As frustrating as it can be, these processes can take a significant amount of time (maybe even years). However, when you consider the number of initiatives going on at any given time, all of which are designed to move the business forward, these timelines are easily understood. So as with the previously mentioned momentum approach, timing can be the factor that makes or breaks your pitch.

You may be aware of some future initiatives in which your proposal makes perfect sense. Let’s say, for example, that the company focus in Q1 is efficiency. Timing a project such as AP automation to support this mantra will be much more timely than doing so when the corporate sight is set on product excellence or client satisfaction. While it can be easy to become impatient, utilize this time to refine the business case and develop a compelling argument for change.

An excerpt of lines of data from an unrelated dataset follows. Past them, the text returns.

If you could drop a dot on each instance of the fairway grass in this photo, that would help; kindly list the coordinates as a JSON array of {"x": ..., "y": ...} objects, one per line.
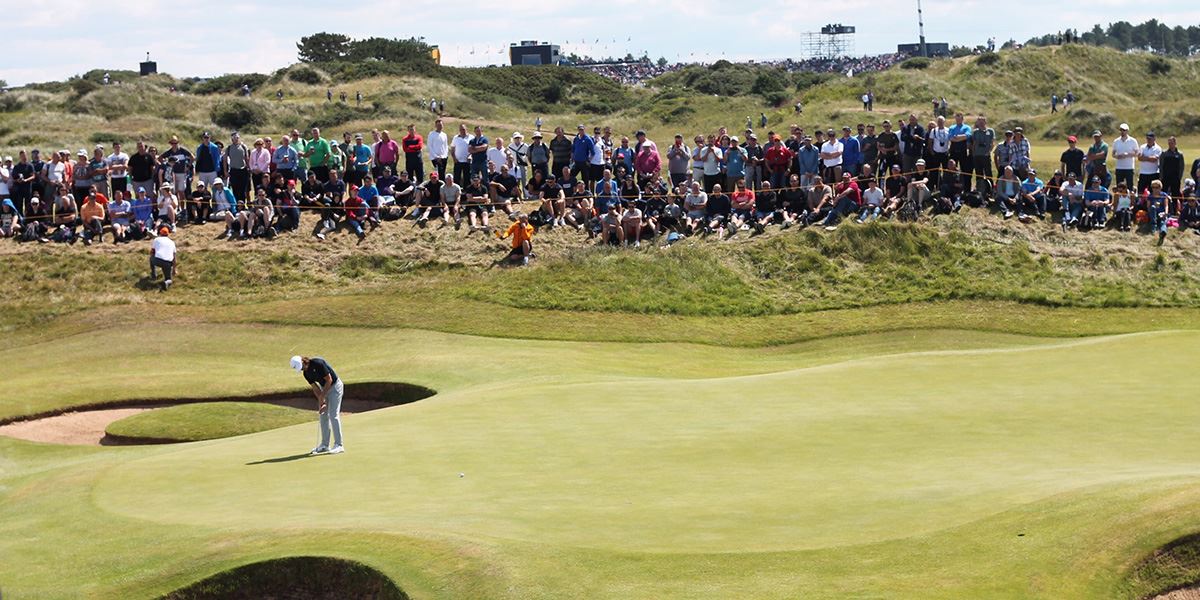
[{"x": 917, "y": 463}]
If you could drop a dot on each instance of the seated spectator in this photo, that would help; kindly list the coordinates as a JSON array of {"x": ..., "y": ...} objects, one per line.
[
  {"x": 168, "y": 207},
  {"x": 631, "y": 223},
  {"x": 718, "y": 211},
  {"x": 93, "y": 215},
  {"x": 505, "y": 189},
  {"x": 895, "y": 191},
  {"x": 1032, "y": 201},
  {"x": 695, "y": 205},
  {"x": 1007, "y": 192},
  {"x": 611, "y": 231},
  {"x": 1072, "y": 199},
  {"x": 1097, "y": 204},
  {"x": 120, "y": 213},
  {"x": 430, "y": 201},
  {"x": 10, "y": 220},
  {"x": 522, "y": 239},
  {"x": 201, "y": 204},
  {"x": 873, "y": 202},
  {"x": 36, "y": 225},
  {"x": 357, "y": 213},
  {"x": 845, "y": 202},
  {"x": 1122, "y": 207},
  {"x": 287, "y": 217},
  {"x": 743, "y": 207}
]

  1. Project the benefits across departments

For your project to gain serious momentum, it helps to illustrate how your solution extends beyond your departmental gains. Given the financial nature of your role, finding ways to win allies in Sales, Marketing and Technology could help drive your initiative to the top of the consideration stack when it comes time for budgeting or allocation. Also, by doing so, the business case can be more holistically crafted to illustrate the transformative impact such an initiative can make.

  1. Facilitate departmental transformations

Virtually every function within a company is going through some degree of transformation. For marketers, it’s a shift to account-based targeting. For IT, it’s the shift from in-house technologies to SaaS. And when it comes to Accounts Payable, it’s the migration from simple operational work into a strategically-focused profit center.

The manner in which your organization is embracing transformation can be a crucial part of communicating the value of your proposed solution. In particular, familiarizing yourself with the changes tasked to the various functional C-class members can help provide an avenue to showcase ways in which your proposal can facilitate their transformations.

Ultimately, the process of selling your ideas up the chain is a difficult task, requiring dozens of parts to come together at the right time. There’s no formula for guaranteeing success, but by carefully considering the best way to demonstrate and communicate value, the higher your chance of getting elusive budget dollars becomes.